In Search of Raw Materials
Raw materials are substances that are either found naturally or produced by farmers or herders. Raw materials are processed to produce finished goods.
The raw materials that the Harappans used were available locally. Whereas many items such as copper, tin, gold, silver and precious stones were brought from distant places.
The Harappans probably got copper from present-day Rajasthan, and from Oman in West Asia.
Tin, which was mixed with copper to produce bronze, had been brought from present-day Afghanistan and Iran.
Gold had been brought from present-day Karnataka, and precious stones from present-day Gujarat, Iran and Afghanistan.
Food for people in the cities.
People living in the countryside grew crops and reared animals. The Harappans grew wheat, barley, pulses, peas, rice, sesame, linseed and mustard.
The plough was used to dig the earth for turning the soil and planting seeds.
Water was stored and supplied to the fields when the plants were growing.
Harappans reared cattle, sheep, goat and buffalo. In the dry summer months large herds of animals were probably taken to greater distances in search of grass and water.
People also collected fruits like ber, caught fish and hunted wild animals like the antelope.
A Closer Look – Harappan Towns in Gujarat
The city of Dholavira was located on Khadir Beyt in the Rann of Kutch.
This city has freshwater and fertile soil.
Dholavira was divided into three parts, and each part was surrounded with massive stone walls, with entrances through gateways.
There was also a large open area in the settlement, where public ceremonies were held.

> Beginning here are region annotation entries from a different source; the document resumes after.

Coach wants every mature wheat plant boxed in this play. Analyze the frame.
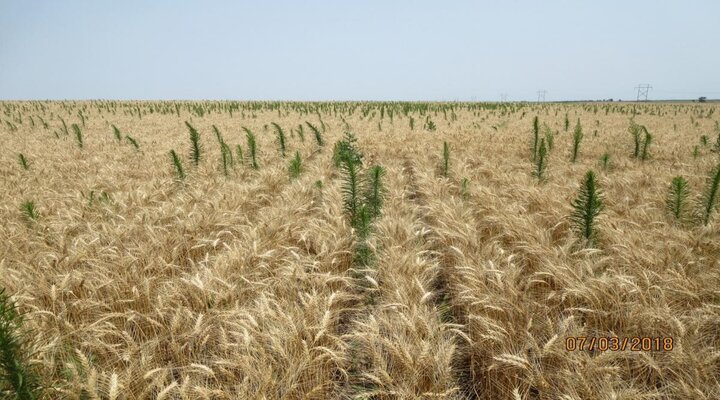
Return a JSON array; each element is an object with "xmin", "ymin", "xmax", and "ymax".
[
  {"xmin": 0, "ymin": 288, "xmax": 40, "ymax": 400},
  {"xmin": 0, "ymin": 100, "xmax": 720, "ymax": 400}
]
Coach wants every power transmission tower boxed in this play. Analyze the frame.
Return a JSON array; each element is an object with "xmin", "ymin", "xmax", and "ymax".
[
  {"xmin": 635, "ymin": 83, "xmax": 652, "ymax": 101},
  {"xmin": 538, "ymin": 89, "xmax": 547, "ymax": 103}
]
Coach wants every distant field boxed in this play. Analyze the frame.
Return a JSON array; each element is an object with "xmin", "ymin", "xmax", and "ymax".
[{"xmin": 0, "ymin": 101, "xmax": 720, "ymax": 400}]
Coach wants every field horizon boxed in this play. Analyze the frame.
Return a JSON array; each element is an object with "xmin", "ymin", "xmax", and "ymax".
[{"xmin": 0, "ymin": 100, "xmax": 720, "ymax": 400}]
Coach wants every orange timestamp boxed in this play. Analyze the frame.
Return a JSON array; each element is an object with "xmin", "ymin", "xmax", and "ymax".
[{"xmin": 565, "ymin": 336, "xmax": 675, "ymax": 351}]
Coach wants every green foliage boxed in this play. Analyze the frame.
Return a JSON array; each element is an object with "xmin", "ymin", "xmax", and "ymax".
[
  {"xmin": 333, "ymin": 131, "xmax": 363, "ymax": 167},
  {"xmin": 288, "ymin": 151, "xmax": 302, "ymax": 179},
  {"xmin": 543, "ymin": 124, "xmax": 555, "ymax": 151},
  {"xmin": 0, "ymin": 288, "xmax": 41, "ymax": 400},
  {"xmin": 365, "ymin": 165, "xmax": 385, "ymax": 219},
  {"xmin": 600, "ymin": 152, "xmax": 610, "ymax": 171},
  {"xmin": 570, "ymin": 171, "xmax": 603, "ymax": 246},
  {"xmin": 532, "ymin": 115, "xmax": 540, "ymax": 162},
  {"xmin": 272, "ymin": 122, "xmax": 285, "ymax": 158},
  {"xmin": 243, "ymin": 127, "xmax": 260, "ymax": 169},
  {"xmin": 112, "ymin": 125, "xmax": 122, "ymax": 142},
  {"xmin": 18, "ymin": 153, "xmax": 30, "ymax": 171},
  {"xmin": 425, "ymin": 115, "xmax": 437, "ymax": 132},
  {"xmin": 665, "ymin": 176, "xmax": 690, "ymax": 220},
  {"xmin": 570, "ymin": 118, "xmax": 583, "ymax": 162},
  {"xmin": 442, "ymin": 142, "xmax": 450, "ymax": 176},
  {"xmin": 125, "ymin": 135, "xmax": 140, "ymax": 150},
  {"xmin": 305, "ymin": 121, "xmax": 325, "ymax": 147},
  {"xmin": 170, "ymin": 150, "xmax": 185, "ymax": 180},
  {"xmin": 533, "ymin": 138, "xmax": 547, "ymax": 181},
  {"xmin": 220, "ymin": 142, "xmax": 233, "ymax": 176},
  {"xmin": 185, "ymin": 121, "xmax": 202, "ymax": 166},
  {"xmin": 20, "ymin": 200, "xmax": 39, "ymax": 221},
  {"xmin": 628, "ymin": 119, "xmax": 642, "ymax": 158},
  {"xmin": 72, "ymin": 124, "xmax": 83, "ymax": 149},
  {"xmin": 460, "ymin": 177, "xmax": 470, "ymax": 200},
  {"xmin": 235, "ymin": 144, "xmax": 245, "ymax": 166},
  {"xmin": 212, "ymin": 125, "xmax": 234, "ymax": 176},
  {"xmin": 640, "ymin": 126, "xmax": 652, "ymax": 161},
  {"xmin": 701, "ymin": 164, "xmax": 720, "ymax": 225},
  {"xmin": 711, "ymin": 132, "xmax": 720, "ymax": 153},
  {"xmin": 298, "ymin": 124, "xmax": 305, "ymax": 143}
]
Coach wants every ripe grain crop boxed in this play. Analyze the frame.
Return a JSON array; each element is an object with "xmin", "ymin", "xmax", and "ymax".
[{"xmin": 0, "ymin": 101, "xmax": 720, "ymax": 400}]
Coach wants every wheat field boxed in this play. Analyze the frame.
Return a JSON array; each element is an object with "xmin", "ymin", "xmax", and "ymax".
[{"xmin": 0, "ymin": 101, "xmax": 720, "ymax": 400}]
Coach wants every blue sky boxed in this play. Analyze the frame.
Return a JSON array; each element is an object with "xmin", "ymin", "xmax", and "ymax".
[{"xmin": 0, "ymin": 0, "xmax": 720, "ymax": 101}]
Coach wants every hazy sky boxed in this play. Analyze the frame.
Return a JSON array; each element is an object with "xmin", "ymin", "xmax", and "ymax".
[{"xmin": 0, "ymin": 0, "xmax": 720, "ymax": 101}]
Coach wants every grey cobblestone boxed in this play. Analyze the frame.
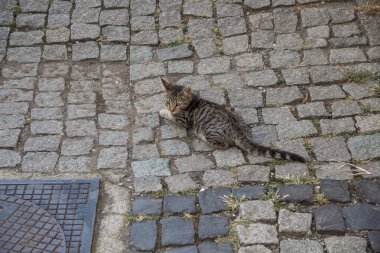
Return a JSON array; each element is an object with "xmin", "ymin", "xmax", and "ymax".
[
  {"xmin": 58, "ymin": 156, "xmax": 91, "ymax": 173},
  {"xmin": 202, "ymin": 170, "xmax": 237, "ymax": 187},
  {"xmin": 21, "ymin": 152, "xmax": 58, "ymax": 172},
  {"xmin": 0, "ymin": 149, "xmax": 21, "ymax": 168},
  {"xmin": 24, "ymin": 135, "xmax": 62, "ymax": 151}
]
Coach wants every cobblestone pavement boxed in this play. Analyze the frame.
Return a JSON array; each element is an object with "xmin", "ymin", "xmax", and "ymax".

Large letters of the Harappan script were carved out of white stone and inlaid in wood.
The city of Lothal stood beside a tributary of the Sabarmati, in Gujarat, close to the Gulf of Khambat.
The raw materials such as semi-precious stones were easily available in the city.
There was also a store house in the city.
Workshop for making beads: pieces of stone, half made beads, tools for bead making, and finished beads have all been found here.
The Mystery of the End
Around 3900 years ago we find the beginning of a major change. People stopped living in many of the cities.
Writing, seals and weights were no longer used. Raw materials brought from long distances became rare.
In Mohenjodaro, we find that garbage piled up on the streets, the drainage system broke down, and new, less impressive houses were built, even over the streets.
Why Did All This Happen?
We are not sure. Some scholars suggest that the rivers dried up. Others suggest that there was deforestation. In some areas there were floods.
But none of these reasons can explain the end of all the cities. It appears as if the rulers lost control. Sites in Sind and west Punjab (present-day Pakistan) were abandoned, while many people moved into newer, smaller settlements to the east and the south.